17:41:18 <pnorman> hrm
17:42:00 <pnorman> the last person other than me or you to speak here was tomh, in aug
17:43:19 <zere> so there's a wider question of whether it's worth even having these, if only two of us had anything to say in the past month
17:44:09 <pnorman> I had put osm2pgsql C++ on the tentative agenda but no one has shown up
17:46:41 <zere> indeed. but i don't know what to do about that...
17:47:38 <pnorman> we could wrap up the WG? You put out a wider call at one point, right?
17:48:49 <zere> what do you mean, a wider call?
17:49:12 <pnorman> dev@
17:49:36 <zere> yeah, but to be fair, i think it was quite a long time ago
17:51:06 <zere> perhaps enough discussion is happening nowadays on github that EWG meetings are superfluous? i always thought having a real-time part was useful, but perhaps it's too onerous given the range of timezones we're all scattered over
17:52:02 <zere> and, to be fair, the effectiveness of EWG is something we've discussed in the past. although, usually there were more people to discuss it with ;-)
17:54:12 <pnorman> we should discuss c++, even if it's just us
17:56:20 <apmon> yes
17:58:52 <pnorman> So, both me and Matt have worked on various parts of it.
17:59:17 <pnorman> The areas worth discussing are probably a) boost, b) indexing performance
18:01:55 <apmon> What needs discussing about them?
18:02:17 <pnorman> a) boost. you need boost for a modern tile server *anyways*. it is a bit of a pain, but I think it's unquestionably worth it, and we kept compatibility with the 12.04 version of boost
18:02:48 <apmon> boost in general I don't think is an issue. As you said, it is necessary for mapnik anyway
18:03:08 <zere> yup. boost is almost a standard library for c++
18:03:08 <apmon> The problem I had with mapnik was that it always needed a more modern boost than was available.
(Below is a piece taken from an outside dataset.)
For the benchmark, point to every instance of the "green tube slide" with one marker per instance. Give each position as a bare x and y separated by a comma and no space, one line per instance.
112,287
18:03:21 <zere> indeed, bits of it are in the C++11 standard library ;-)
18:03:26 <apmon> So if it runs with boos that comes with 12.04, I think having a dependency on boost is much less problematic
18:03:51 <pnorman> there are some odd things going on with the last phase performance, but it's not a huge performance issue, and that section needs rewriting to not do the stupid ORDER BY stuff anyways
18:04:27 <pnorman> by odd, I mean, I'm not sure what's going on.
18:04:36 <zere> what's the latest performance result? is the new branch faster in some, most or all cases?
18:05:29 <pnorman> first two phases unquestionably.
18:06:37 <pnorman> On extremely high IO concurrency machines I'm getting odd results. see https://github.com/openstreetmap/osm2pgsql/pull/187#issuecomment-57613985
18:06:53 <apmon> where does the performance increase come from? Aren't the first two phases nearly identical to prior to the port?
18:07:03 <pnorman> we're doing pending in memory
18:07:18 <apmon> Did that matter even in the first two phases?
18:07:29 <apmon> Btw. what do you mean by first two phases?
18:07:36 <pnorman> processing and pending
18:07:39 <apmon> Initial import and "going over pending ways"?
18:07:55 <apmon> ah, yes, then the memory pending would make a difference.
18:08:07 <apmon> Do you see any changes in the first phase? Or just the second?
18:08:48 <pnorman> both. processing is slower on cpu-bound nodes, faster on ways/relations. pending is much faster
18:09:58 <zere> worth a TODO to profile and find where the nodes is spending its time - we should (at some point in the future, i'm not suggesting this for pre-merge) be able to get it down to the same performance as before
18:10:25 <pnorman> probably worth a rewrite of the PBF code to use the C++ PBF libraries
18:11:42 <apmon> I think most of the nodes stuff is indeed in the front end parsing code. But then on a fast machine, isn't the nodes import time dwarfed by everything else. So doesn't matter too much
18:11:54 <zere> yeah, could drop the dependency on protobuf-c-compiler.
18:12:41 <zere> yup, it doesn't matter much, so i'd not bother with it before the merge. just worth making a note of it because it'll probably turn out to be something fixable.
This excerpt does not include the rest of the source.